Secondo una tradizione locale, nell’area sarebbe esistito in precedenza un tempio pagano; è invece documentata la presenza di un antico sacello cristiano, successivamente inglobato nella chiesa.
Tra l’XI e il XII secolo, in piena epoca medievale, venne costruita l’aula della chiesa, non perfettamente allineata con il sacello più antico. Il santuario ebbe funzione di eremo collegato al vicino monastero benedettino di San Paolo d’Argon, destinato alla preghiera e al raccoglimento. Nel 1121 papa Callisto II pose il monastero e i suoi beni sotto la protezione della Sede Apostolica; tra i possedimenti elencati compare anche la cappella di Santa Maria in Argon.
Nel Quattrocento furono aggiunti due ambienti quadrangolari ai lati dell’edificio.

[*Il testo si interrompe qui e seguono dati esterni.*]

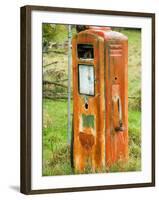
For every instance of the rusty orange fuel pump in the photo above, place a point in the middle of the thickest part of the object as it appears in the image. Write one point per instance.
(100, 98)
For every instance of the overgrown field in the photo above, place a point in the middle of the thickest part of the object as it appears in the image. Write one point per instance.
(56, 151)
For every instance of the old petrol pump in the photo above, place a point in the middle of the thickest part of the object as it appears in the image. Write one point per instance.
(100, 98)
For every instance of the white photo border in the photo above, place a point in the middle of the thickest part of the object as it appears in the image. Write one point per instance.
(145, 176)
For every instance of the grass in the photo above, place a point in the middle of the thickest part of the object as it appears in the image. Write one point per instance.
(56, 152)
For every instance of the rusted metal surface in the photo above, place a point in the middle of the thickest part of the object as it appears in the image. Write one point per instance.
(100, 119)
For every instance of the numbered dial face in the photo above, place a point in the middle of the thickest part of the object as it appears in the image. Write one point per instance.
(86, 79)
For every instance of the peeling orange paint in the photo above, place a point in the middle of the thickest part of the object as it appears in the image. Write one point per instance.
(107, 141)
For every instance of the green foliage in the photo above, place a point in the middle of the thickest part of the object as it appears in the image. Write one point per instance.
(53, 33)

Dal 1516 vennero invece realizzati il campanile e l’abside trilobata. Nuovi lavori interessarono il complesso nel 1617: furono costruiti i portici laterali, modificati l’abside e la facciata, ampliata la cappella meridionale e realizzata la sagrestia.
Alla decorazione della chiesa contribuì anche Pietro Baschenis, al quale le fonti attribuiscono interventi pittorici di soggetto mariano. I restauri hanno inoltre riportato alla luce pitture più antiche, probabilmente quattrocentesche, tra cui la Trasfigurazione e l’Incoronazione della Vergine, mentre all’esterno restano tracce di decorazioni tardogotiche.
Il restauro concluso nel 2000 ha permesso di recuperare diverse testimonianze dell’edificio. Il campanile, collocato tra la navata e la zona absidale, richiama soluzioni architettoniche della tradizione cluniacense.
Accanto al santuario si conserva l’antico eremo, restaurato e oggi sede della Biblioteca della Pace.